Generating a complete game engine with consistent logic using AI is a unique achievement. GameNGen's Doom plays like a real video game, with turning, strafing, firing weapons, and precise damage from enemies and environmental hazards. As you explore, real levels are built around you in real time. Even your pistol's ammo count is recorded with near-precise accuracy. Research shows that the game runs at 20 FPS and is hard to distinguish from real Doom gameplay in short clips.
To get all the training data GameNGento needed to accurately model Doom levels, the Google team trained an agent AI to play Doom at every difficulty level, simulating a range of player skill levels. Actions like collecting power-ups and completing levels were rewarded, while player damage and death were penalized. They created an agent capable of playing Doom, providing the GameNGen model with hundreds of hours of visual training data to reference and recreate.
A key innovation in this work is how the scientists maintained cohesion between frames over long periods of time while using Stable Diffusion. Stable Diffusion is a ubiquitous generative AI model that generates images from images or text prompts, and has been used in animation projects since its release in 2022.

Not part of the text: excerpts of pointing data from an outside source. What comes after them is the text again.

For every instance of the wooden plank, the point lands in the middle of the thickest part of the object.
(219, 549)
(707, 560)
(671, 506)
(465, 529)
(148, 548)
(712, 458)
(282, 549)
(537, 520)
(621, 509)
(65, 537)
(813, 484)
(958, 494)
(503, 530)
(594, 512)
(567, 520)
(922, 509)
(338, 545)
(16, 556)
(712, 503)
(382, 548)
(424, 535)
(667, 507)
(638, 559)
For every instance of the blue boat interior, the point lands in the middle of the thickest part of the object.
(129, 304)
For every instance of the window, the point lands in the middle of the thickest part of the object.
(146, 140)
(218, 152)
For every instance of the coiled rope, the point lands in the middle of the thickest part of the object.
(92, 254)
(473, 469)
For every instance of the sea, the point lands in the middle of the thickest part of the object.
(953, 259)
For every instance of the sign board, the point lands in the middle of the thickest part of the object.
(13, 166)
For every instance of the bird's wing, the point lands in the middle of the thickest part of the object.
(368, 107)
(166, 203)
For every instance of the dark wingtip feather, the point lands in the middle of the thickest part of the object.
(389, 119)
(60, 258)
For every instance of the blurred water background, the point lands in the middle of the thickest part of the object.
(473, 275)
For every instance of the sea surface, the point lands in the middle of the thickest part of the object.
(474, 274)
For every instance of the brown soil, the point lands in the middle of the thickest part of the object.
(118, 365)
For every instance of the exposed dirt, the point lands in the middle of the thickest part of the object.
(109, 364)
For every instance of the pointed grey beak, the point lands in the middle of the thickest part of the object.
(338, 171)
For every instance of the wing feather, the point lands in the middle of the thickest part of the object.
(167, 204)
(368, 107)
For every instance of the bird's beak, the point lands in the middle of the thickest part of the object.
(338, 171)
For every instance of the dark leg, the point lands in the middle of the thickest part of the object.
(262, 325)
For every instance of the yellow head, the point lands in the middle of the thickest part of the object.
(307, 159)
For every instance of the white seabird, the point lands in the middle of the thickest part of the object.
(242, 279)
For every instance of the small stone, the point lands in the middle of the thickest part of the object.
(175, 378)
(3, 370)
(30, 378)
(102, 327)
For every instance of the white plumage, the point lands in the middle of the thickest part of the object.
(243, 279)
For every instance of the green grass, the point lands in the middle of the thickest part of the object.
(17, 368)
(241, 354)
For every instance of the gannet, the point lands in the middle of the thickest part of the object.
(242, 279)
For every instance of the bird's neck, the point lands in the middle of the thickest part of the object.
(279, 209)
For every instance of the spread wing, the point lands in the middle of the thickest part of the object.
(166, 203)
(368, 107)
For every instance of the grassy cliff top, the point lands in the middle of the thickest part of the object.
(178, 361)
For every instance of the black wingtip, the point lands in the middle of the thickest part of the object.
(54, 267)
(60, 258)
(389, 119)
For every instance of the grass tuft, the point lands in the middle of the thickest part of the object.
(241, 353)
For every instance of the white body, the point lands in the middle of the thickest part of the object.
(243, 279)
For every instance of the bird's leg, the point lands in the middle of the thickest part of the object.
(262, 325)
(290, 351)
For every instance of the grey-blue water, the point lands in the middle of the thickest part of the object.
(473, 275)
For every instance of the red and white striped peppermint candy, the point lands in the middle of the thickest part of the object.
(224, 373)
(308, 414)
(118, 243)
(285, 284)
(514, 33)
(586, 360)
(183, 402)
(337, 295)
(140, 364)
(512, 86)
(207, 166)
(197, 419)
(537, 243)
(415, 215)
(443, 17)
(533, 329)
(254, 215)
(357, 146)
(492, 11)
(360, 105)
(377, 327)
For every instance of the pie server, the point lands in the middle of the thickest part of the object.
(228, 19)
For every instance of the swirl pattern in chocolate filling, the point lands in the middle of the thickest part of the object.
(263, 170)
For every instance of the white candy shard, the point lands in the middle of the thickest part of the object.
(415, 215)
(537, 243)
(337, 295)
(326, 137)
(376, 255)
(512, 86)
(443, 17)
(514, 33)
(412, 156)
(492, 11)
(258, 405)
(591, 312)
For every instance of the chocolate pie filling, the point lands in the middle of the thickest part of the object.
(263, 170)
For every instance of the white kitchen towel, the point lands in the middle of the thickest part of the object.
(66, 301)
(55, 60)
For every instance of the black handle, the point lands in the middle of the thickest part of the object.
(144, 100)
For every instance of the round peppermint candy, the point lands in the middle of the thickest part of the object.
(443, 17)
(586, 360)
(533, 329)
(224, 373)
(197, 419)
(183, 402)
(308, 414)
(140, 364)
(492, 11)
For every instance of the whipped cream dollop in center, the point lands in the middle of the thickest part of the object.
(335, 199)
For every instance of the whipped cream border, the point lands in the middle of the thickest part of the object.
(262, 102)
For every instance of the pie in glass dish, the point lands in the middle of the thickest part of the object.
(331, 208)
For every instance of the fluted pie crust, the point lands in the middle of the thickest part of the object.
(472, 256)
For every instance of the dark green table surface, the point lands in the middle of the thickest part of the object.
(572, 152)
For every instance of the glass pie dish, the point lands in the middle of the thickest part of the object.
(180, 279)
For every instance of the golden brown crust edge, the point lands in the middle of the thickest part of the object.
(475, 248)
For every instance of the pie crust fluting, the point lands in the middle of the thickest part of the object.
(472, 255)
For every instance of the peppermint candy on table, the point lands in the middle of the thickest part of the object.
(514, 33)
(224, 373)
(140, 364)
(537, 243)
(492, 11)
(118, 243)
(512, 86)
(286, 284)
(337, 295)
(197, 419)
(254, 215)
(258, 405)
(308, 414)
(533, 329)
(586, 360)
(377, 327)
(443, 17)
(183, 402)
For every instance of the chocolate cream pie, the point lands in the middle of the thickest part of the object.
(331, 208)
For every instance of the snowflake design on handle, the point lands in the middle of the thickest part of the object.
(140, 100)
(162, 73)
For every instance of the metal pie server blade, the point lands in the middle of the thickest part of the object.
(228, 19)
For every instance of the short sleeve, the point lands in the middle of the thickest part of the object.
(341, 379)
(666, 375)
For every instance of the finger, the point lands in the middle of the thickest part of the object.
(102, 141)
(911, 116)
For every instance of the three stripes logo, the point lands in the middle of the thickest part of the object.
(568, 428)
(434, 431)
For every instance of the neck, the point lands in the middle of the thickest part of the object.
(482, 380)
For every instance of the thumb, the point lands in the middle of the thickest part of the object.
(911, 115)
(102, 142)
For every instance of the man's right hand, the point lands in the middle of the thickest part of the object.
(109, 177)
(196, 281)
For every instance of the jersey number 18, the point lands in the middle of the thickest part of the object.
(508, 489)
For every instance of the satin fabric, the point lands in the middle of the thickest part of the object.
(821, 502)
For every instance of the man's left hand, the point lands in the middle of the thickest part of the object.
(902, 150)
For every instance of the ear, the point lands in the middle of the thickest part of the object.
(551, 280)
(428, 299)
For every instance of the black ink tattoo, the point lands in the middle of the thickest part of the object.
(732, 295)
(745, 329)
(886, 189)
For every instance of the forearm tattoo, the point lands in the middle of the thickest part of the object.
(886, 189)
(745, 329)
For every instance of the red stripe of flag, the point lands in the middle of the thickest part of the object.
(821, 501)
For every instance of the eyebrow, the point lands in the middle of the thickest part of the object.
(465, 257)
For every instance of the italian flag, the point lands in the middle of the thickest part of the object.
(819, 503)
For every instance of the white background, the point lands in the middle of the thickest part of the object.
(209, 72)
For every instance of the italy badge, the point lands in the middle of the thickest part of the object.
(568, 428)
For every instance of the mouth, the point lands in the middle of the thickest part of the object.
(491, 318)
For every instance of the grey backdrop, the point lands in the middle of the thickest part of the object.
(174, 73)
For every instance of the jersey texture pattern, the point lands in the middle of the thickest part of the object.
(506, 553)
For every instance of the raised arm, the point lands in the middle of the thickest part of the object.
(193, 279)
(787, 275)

The two major weaknesses of Stable Diffusion in animation are a lack of frame-to-frame consistency and an eventual degradation of visual fidelity over time. As seen in Corridor's Anime Rock Paper Scissors short film, Stable Diffusion can create convincing still images, but it introduces a flickering effect when the model outputs successive frames (note how a shadow appears to jump across the actor's face with each frame).
Flickering can be fixed by feeding the output into Stable Diffusion and training it with the images it creates, which will ensure that the frames match up with each other, however after a few hundred frames the image generation becomes less accurate and resembles copying a copy too many times.
Google Research solved this problem by training new frames on a longer series of user input and previous frames rather than a single prompt image, and corrupting these context frames with Gaussian noise. Now, a separate but connected neural network corrects the context frames, resulting in images that are constantly self-correcting and a high level of visual stability that is maintained over time.
A pair of time-lapse photos of GameNGen generating Doom without (top) and with (bottom) Gaussian noise and correcting its own reference frame. (Images by Dani Valevski et al.)
The GameNGen examples we've seen so far are certainly not perfect. Specks and blurry objects appear randomly on the screen. Dead enemies turn into blurry blobs after death. Doomguy on the HUD is constantly moving his eyebrows up and down, like The Rock on Monday Night Raw. And, of course, the generated levels are inconsistent at best. The YouTube video embedded above ends with Doomguy suddenly stopping taking damage at 4% and then spinning 360 degrees in the poison pit, completely changing his positioning.
While the result isn't a winning video game, GameNGen does produce a neat imitation of the Doom we all love. Somewhere between a tech demo and a thought experiment for the future of AI, Google's GameNGen will be an important part of future AI game development if the field continues. Combined with Caltech's research using Minecraft to teach AI models to generate maps consistently, AI-based video game engines may be coming to a computer near you sooner than we thought.